Since the 2008 recession we have been living in turbulent economic times. While some industries have seen great growth others still struggle with recovery. Technology and new business models have required many organizations to re-engineer for the new economy. Even high growth companies will eventually hit a point of market saturation or maturity and need to make changes.
Economic conditions and market forces will put most organizations on the defensive at one time or another. Terms like “survival mode”, “crisis mode”, “cost cutting”, “restructuring”, “org. effectiveness”, “downsizing”, “workforce rationalization” become the buzzwords that permeate organizations dealing with difficult times. While these terms all instill a sense of urgency, they tend to do more damage to an organization’s culture than good. The activities related to restructuring are all very important to secure an organization’s long term success, however the messaging to employees must be given much care.
As organizations face difficult times, their employees are really looking to the leadership of the organization to provide some clear direction. There is an incredible thirst in most organizations for a rallying cry. Many companies find themselves in desperate need of a new vision. Employees are feeling more and more discouraged as they see their benefits cut, fellow co-workers jobs eliminated and the overall health of their organizations declining. Internet and newspaper headlines about an organizations struggles coupled with the somber environment within many offices can take a serious toll on employee morale.
The sentiment and impact on employee morale is a global issue, not limited to one country or one industry. People are genuinely fearful about losing their jobs. One of the key problems is that the messaging from leadership is too infrequent and when it does occur often it is off message. Often leadership tries to motivate and instill a sense of urgency by talking about being in “Survival mode”. The problem with survival mode thinking is that it can be very debilitating for an organization. How can you inspire a workforce to sell products, design future goods and services and serve the customer when the focus is on survival? Survival mode gives the impression that death is imminent.
Instead organizations must shift the dialogue. While hope is not a strategy, hope is a critical success factor. It is much healthier to think of a turnaround as more of a rebirthing. If a company’s life cycle is truly circular then from decline you enter rebirth. Under that scenario organizations facing the harsh reality should be operating in “startup mode”. People join a startup based on the promise of future success. Startups are willing to take risks and energize their employees to think big. Employees are engaged based on the future promise. Most startups operate in the red and their employees don’t get paid very well.
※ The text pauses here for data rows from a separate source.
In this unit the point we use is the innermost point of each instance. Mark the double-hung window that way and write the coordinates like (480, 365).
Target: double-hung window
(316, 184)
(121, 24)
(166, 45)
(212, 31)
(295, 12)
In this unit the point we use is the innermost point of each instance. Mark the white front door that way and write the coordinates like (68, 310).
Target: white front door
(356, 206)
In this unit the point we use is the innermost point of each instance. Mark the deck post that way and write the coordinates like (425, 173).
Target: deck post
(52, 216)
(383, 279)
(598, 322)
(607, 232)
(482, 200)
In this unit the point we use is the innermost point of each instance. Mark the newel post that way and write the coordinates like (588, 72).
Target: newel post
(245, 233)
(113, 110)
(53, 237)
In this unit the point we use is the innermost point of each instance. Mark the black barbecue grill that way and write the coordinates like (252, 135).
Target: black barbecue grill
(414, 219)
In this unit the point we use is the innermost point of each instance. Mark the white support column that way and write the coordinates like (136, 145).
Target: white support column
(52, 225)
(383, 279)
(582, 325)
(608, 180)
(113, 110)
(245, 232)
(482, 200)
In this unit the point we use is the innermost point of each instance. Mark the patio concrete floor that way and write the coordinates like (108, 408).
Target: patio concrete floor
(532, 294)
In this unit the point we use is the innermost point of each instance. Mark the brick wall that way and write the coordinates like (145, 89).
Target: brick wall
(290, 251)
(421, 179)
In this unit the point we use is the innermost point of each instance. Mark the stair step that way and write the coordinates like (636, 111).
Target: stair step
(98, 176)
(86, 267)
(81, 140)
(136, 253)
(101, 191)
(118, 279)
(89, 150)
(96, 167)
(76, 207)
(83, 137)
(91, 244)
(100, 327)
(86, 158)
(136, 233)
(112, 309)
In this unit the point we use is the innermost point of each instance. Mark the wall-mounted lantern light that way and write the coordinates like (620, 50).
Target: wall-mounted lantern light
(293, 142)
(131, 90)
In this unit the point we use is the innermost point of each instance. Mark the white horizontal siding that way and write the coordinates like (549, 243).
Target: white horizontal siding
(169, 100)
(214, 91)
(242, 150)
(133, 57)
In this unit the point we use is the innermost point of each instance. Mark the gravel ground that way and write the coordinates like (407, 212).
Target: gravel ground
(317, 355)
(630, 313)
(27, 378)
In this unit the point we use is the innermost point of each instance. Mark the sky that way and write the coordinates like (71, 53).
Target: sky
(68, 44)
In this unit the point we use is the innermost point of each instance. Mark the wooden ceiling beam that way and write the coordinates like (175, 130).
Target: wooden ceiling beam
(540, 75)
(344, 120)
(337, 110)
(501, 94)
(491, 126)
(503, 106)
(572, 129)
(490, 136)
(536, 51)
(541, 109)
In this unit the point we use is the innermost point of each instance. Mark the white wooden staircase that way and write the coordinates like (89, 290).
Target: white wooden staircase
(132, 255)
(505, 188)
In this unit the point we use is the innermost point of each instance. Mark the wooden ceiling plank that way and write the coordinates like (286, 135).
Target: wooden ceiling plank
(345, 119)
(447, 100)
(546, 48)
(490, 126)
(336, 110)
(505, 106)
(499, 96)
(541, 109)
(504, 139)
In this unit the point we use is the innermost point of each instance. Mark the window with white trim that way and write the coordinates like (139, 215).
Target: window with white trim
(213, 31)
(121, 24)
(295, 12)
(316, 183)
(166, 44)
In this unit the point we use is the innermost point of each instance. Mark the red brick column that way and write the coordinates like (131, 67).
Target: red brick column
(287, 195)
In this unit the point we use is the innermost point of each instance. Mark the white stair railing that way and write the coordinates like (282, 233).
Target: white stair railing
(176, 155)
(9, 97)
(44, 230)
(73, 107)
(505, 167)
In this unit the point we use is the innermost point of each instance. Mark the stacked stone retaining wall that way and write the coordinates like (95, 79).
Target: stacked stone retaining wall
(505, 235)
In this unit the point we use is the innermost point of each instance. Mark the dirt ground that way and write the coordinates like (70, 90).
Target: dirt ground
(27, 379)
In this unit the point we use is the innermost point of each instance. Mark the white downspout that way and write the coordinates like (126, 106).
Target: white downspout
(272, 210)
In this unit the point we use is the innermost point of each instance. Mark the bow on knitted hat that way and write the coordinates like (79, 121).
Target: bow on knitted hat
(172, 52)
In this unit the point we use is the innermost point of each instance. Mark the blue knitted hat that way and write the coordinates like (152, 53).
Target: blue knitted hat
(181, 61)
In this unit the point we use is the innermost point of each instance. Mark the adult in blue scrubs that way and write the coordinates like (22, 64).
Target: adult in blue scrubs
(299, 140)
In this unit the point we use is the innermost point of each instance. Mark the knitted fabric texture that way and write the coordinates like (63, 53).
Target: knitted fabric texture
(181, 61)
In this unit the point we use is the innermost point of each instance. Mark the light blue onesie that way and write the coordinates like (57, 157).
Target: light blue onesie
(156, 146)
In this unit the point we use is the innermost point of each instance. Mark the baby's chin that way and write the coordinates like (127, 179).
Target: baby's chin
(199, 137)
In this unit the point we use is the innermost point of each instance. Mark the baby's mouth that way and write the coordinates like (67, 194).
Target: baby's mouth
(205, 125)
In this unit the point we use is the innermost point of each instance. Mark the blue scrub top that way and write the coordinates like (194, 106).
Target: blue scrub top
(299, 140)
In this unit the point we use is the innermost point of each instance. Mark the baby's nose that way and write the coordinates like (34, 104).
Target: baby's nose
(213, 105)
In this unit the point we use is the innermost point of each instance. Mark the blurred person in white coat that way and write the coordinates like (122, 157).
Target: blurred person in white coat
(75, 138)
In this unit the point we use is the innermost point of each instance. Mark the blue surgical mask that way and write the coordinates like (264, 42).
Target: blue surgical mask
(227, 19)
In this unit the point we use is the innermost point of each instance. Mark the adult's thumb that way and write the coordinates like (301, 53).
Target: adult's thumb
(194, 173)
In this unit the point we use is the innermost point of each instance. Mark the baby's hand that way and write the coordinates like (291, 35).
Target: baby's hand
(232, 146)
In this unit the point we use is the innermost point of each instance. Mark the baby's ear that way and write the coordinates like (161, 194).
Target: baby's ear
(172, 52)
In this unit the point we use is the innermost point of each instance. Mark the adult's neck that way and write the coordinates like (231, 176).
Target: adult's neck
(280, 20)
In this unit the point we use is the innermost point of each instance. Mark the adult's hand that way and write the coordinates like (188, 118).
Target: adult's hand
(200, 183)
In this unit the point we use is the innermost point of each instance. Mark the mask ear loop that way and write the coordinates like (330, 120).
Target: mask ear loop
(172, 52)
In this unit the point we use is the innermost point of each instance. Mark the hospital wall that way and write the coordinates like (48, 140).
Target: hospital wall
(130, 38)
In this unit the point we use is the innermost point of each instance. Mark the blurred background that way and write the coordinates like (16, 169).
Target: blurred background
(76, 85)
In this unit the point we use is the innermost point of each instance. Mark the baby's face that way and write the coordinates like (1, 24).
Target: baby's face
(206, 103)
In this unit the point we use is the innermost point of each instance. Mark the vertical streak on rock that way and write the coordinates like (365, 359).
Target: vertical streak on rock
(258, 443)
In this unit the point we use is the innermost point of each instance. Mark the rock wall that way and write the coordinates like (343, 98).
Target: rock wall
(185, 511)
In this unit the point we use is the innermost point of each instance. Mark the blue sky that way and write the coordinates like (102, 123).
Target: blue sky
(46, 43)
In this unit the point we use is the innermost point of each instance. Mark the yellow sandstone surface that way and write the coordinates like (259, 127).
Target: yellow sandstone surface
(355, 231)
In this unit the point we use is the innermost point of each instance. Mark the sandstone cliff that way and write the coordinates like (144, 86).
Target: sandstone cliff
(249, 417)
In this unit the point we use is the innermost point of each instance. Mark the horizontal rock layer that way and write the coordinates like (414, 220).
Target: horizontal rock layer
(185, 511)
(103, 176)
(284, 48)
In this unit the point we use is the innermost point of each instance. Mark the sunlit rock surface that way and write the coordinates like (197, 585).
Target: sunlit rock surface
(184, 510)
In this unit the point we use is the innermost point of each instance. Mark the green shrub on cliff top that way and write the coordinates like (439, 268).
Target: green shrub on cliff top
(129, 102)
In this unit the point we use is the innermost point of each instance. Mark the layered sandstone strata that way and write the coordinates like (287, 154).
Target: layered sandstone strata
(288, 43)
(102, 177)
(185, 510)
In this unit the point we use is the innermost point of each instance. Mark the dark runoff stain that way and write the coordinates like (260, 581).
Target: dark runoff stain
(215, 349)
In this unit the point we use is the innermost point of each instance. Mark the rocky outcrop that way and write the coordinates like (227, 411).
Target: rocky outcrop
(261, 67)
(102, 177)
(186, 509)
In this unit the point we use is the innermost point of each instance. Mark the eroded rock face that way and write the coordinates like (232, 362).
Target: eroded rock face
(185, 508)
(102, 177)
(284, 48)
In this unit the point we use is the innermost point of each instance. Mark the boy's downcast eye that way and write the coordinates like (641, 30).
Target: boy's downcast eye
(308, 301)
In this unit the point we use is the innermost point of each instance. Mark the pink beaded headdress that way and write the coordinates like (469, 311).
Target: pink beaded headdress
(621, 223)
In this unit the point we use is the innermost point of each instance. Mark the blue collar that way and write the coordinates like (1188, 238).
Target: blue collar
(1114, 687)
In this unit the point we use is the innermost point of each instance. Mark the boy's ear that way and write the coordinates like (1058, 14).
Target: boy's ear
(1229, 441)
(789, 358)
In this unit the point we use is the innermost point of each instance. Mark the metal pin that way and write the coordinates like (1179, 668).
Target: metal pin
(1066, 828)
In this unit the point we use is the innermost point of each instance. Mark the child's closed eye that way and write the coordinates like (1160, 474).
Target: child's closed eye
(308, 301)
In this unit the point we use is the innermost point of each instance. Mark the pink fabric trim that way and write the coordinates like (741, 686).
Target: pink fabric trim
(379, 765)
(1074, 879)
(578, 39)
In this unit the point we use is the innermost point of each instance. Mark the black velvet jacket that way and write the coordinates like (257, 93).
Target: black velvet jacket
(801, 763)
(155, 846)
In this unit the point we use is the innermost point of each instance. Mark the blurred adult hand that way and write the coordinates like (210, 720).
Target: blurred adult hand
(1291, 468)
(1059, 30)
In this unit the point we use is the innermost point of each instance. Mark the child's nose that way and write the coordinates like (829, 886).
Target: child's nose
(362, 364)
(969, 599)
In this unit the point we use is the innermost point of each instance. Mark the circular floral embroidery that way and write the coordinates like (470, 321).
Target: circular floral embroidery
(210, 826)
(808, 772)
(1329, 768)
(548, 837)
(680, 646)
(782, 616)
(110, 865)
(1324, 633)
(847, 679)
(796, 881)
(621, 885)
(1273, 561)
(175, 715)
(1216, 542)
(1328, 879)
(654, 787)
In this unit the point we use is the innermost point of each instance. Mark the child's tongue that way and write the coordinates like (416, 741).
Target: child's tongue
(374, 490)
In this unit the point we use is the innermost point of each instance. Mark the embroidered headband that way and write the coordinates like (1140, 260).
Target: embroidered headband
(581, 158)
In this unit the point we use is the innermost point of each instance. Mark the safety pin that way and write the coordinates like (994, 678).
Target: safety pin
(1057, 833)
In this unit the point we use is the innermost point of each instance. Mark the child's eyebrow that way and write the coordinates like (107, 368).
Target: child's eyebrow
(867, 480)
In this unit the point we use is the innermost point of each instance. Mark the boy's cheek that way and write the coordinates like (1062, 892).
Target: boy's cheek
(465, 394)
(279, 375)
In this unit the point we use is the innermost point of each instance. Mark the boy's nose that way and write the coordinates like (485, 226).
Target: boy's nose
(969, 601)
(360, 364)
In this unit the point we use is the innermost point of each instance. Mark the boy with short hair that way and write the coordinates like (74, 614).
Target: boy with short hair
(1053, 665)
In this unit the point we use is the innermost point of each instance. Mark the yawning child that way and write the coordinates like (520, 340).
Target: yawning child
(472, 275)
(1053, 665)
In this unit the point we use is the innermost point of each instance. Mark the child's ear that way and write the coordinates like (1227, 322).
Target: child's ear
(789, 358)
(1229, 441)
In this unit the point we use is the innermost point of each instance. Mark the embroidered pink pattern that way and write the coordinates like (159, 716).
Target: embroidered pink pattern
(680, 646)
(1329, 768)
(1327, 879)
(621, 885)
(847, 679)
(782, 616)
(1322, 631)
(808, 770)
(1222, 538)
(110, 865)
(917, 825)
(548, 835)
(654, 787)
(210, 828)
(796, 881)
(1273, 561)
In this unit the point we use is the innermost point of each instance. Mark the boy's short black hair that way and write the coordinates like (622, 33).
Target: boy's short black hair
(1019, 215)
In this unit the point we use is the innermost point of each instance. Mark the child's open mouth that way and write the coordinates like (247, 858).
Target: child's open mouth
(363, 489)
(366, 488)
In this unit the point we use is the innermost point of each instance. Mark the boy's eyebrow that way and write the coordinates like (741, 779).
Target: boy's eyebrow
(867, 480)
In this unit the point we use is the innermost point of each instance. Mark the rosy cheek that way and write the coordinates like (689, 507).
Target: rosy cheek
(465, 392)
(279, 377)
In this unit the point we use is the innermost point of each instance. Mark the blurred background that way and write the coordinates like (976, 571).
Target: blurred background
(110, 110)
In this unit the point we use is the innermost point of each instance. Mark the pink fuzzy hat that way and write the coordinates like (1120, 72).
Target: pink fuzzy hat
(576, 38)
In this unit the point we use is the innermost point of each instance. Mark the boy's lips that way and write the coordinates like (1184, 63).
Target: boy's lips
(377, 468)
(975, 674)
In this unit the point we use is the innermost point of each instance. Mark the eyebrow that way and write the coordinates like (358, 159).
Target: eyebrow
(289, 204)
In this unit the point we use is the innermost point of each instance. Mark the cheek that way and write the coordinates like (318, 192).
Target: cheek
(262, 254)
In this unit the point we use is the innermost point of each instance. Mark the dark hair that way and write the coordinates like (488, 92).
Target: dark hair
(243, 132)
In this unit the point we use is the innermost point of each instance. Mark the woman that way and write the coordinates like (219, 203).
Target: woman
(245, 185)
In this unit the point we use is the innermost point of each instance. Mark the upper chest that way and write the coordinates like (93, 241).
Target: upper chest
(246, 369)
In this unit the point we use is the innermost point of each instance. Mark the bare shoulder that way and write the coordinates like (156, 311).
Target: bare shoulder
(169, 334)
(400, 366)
What motivates the employees to work like hell is the opportunity to build something great.
It is the job of leadership to truly believe that they have the opportunity in front of them and to sell the organization on a bright future. It is important to acknowledge the challenges ahead, but even more important to highlight the organizational assets whether it be the very talented people, a great brand, patent protection, a global footprint, etc..
What most organizations really need is something to excite their employees. The leadership team needs to paint an image of what this organization can become. It may be a totally different organization selling very different products in different markets than anyone had envisioned, but at the core the organization should have passionate people working hard to enhance the brand and make the company great once again.
Leadership needs to be more visible in tough times than at any other time.
That means holding weekly town hall style meetings with employees. Getting out to the various office locations for informal meetings is critical. There are numerous ways to leverage today’s technology to enable better communication. One simple and cost effective way is via video vignettes from the leadership team. The key to an effective employee communication plan is the leverage multiple channels to share the same message. Just as most of us do with mainstream media consuming it on TV, radio, newspaper and internet, employees want to get their messaging via multiple channels. The best practice is to release the same information simultaneously via multimedia.
Communication should not just be one way. There must be a feedback mechanism so that the leadership can hear the voice of the employee as well. Informal surveys and email suggestion boxes are simple ways to solicit feedback from employees. The leaders must be in touch with the morale of the employees and take cues from the employees as to whether or not their communications are effectively getting through.
Keeping employees informed will go a long way towards keeping them engaged. Too much silence leads to rumor and speculation. Better to be transparent and tell it like it is, just keep the message focused on the positive and the future. Your employees will reward you by working harder and getting your organization through these tough times if you keep them focused on creating a brighter future.